The university’s attempt to reckon with its past is detailed in a report titled “Harvard & the Legacy of Slavery,” which documents how the slave trade in the 17th and 18th centuries “comprised a vital part of the New England economy, and powerfully shaped Harvard University.”

“It was embedded in the fabric and the institutions of the North, and it remained legal in Massachusetts until the Supreme Judicial Court ruled it unconstitutional in 1783.”

Bacow said slavery played a significant part in Harvard’s institutional history and enslaved people worked on campus and supported students, faculty, staff, and university presidents. Their labor “enriched numerous donors and, ultimately, the institution.”

For nearly 150 years — from the founding of the university in 1636 until Massachusetts abolished slavery — Harvard presidents and others enslaved more than 70 people, according to the report, which lists their names in an appendix.

The university and its donors benefited from the slave trade into the 19th century, the report said.

“These profitable financial relationships included, most notably, the beneficence of donors who accumulated their wealth through slave trading; from the labor of enslaved people on plantations in the Caribbean islands and in the American South; and from the Northern textile manufacturing industry, supplied with cotton grown by enslaved people held in bondage.”

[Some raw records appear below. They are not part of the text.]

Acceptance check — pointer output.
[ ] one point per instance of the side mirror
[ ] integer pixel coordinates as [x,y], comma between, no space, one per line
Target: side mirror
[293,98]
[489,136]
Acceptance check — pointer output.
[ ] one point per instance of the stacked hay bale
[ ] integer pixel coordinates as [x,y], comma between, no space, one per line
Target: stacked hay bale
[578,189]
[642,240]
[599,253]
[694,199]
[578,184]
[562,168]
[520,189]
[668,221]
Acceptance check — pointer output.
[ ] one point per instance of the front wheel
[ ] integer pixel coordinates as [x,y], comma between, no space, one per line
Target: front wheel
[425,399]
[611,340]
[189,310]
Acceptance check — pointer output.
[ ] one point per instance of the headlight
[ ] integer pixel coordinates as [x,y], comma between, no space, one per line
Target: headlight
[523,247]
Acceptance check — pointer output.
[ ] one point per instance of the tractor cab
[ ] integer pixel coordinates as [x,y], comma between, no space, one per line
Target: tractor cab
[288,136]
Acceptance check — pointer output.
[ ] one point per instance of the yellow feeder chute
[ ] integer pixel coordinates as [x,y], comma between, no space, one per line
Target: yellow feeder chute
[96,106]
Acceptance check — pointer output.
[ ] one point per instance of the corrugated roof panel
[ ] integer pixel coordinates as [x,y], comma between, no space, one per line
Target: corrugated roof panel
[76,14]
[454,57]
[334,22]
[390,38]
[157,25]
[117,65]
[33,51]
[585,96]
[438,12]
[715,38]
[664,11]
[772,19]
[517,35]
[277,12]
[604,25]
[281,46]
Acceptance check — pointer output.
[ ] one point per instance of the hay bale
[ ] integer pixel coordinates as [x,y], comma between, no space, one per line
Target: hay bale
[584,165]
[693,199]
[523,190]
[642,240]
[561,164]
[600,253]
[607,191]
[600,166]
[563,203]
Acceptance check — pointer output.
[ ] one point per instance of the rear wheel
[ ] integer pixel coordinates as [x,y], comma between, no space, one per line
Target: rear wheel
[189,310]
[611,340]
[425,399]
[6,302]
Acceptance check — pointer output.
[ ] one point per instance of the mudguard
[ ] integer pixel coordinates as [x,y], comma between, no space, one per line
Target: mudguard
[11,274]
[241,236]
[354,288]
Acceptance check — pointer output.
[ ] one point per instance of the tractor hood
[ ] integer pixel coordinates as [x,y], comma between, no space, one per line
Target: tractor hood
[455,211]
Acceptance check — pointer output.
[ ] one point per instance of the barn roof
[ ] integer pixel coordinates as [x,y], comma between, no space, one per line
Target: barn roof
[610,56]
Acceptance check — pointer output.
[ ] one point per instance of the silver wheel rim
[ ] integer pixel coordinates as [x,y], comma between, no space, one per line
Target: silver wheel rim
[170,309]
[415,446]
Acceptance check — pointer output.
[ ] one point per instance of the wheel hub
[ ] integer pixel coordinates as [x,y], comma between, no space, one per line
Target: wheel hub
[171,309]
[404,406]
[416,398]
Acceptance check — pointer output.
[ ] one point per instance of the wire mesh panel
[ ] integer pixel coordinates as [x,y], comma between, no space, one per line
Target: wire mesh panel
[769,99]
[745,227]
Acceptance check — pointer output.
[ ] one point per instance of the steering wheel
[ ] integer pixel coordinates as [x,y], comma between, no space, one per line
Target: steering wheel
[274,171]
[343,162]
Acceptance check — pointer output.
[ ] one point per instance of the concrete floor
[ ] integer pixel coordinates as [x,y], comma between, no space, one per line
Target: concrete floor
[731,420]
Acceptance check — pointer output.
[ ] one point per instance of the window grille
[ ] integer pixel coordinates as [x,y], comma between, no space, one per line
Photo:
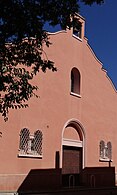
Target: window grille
[75,81]
[24,140]
[38,142]
[105,151]
[30,145]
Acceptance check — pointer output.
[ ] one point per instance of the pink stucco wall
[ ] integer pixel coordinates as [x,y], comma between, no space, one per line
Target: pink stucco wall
[96,110]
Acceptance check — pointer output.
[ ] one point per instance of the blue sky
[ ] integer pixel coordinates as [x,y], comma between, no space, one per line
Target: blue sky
[101,31]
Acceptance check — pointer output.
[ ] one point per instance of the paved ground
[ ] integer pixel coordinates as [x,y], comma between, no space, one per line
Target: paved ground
[82,191]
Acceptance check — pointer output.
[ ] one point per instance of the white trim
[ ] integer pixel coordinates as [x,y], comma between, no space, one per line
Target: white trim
[30,156]
[76,37]
[105,160]
[75,94]
[71,142]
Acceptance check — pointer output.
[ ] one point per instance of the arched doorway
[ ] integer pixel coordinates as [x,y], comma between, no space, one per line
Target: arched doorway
[72,153]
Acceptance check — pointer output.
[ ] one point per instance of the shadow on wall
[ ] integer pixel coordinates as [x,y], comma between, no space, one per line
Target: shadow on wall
[41,180]
[98,177]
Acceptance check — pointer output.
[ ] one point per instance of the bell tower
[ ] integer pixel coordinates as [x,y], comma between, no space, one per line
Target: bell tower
[78,26]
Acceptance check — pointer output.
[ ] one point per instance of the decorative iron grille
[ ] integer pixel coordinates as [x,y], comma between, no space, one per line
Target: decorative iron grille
[30,144]
[105,151]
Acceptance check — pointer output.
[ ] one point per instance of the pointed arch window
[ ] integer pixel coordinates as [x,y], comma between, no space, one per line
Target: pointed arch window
[75,81]
[105,151]
[30,145]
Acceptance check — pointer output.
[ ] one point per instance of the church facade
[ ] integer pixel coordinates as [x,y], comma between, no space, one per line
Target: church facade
[69,132]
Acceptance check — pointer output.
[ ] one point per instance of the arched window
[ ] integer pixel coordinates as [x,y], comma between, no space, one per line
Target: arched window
[109,146]
[105,151]
[24,140]
[38,142]
[75,81]
[102,146]
[30,145]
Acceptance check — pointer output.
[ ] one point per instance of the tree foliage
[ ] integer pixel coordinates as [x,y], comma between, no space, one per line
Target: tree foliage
[22,36]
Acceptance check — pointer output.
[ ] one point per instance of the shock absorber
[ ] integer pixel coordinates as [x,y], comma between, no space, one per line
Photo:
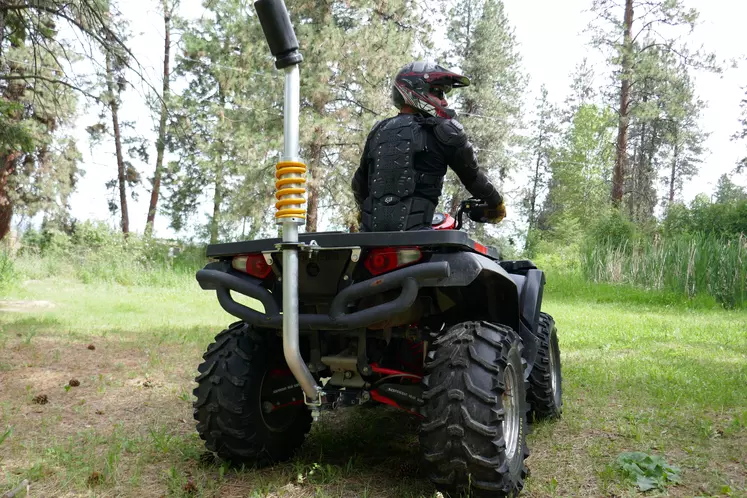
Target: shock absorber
[290,184]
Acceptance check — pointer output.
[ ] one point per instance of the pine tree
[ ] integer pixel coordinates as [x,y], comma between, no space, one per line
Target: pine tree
[728,192]
[163,101]
[542,144]
[683,137]
[583,90]
[581,170]
[617,28]
[484,46]
[113,81]
[226,126]
[38,160]
[742,134]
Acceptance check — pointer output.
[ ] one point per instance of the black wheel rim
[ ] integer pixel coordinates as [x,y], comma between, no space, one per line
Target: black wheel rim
[278,413]
[512,416]
[555,368]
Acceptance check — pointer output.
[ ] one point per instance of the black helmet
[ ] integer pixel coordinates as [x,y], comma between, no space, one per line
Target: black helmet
[413,83]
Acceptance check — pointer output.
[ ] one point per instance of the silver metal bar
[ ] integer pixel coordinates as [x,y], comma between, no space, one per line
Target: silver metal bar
[291,111]
[291,346]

The report said Harvard’s financial investments included “loans to Caribbean sugar planters, rum distillers, and plantation suppliers along with investments in cotton manufacturing.”

University presidents and professors also promoted “race science” and eugenics and carried out abusive “research” on enslaved people, the report said.

“I believe we bear a moral responsibility to do what we can to address the persistent corrosive effects of those historical practices on individuals, on Harvard, and on our society,” the university president wrote.

The report includes recommendations to redress that legacy “through teaching, research, and service” and the commitment of $100 million for the creation of a legacy of slavery fund.

“Some of these funds will be available for current use, while the balance will be held in an endowment to support this work over time,” Bacow said.

The announcement comes as other universities across the nation attempt to reckon with their complicity with slavery.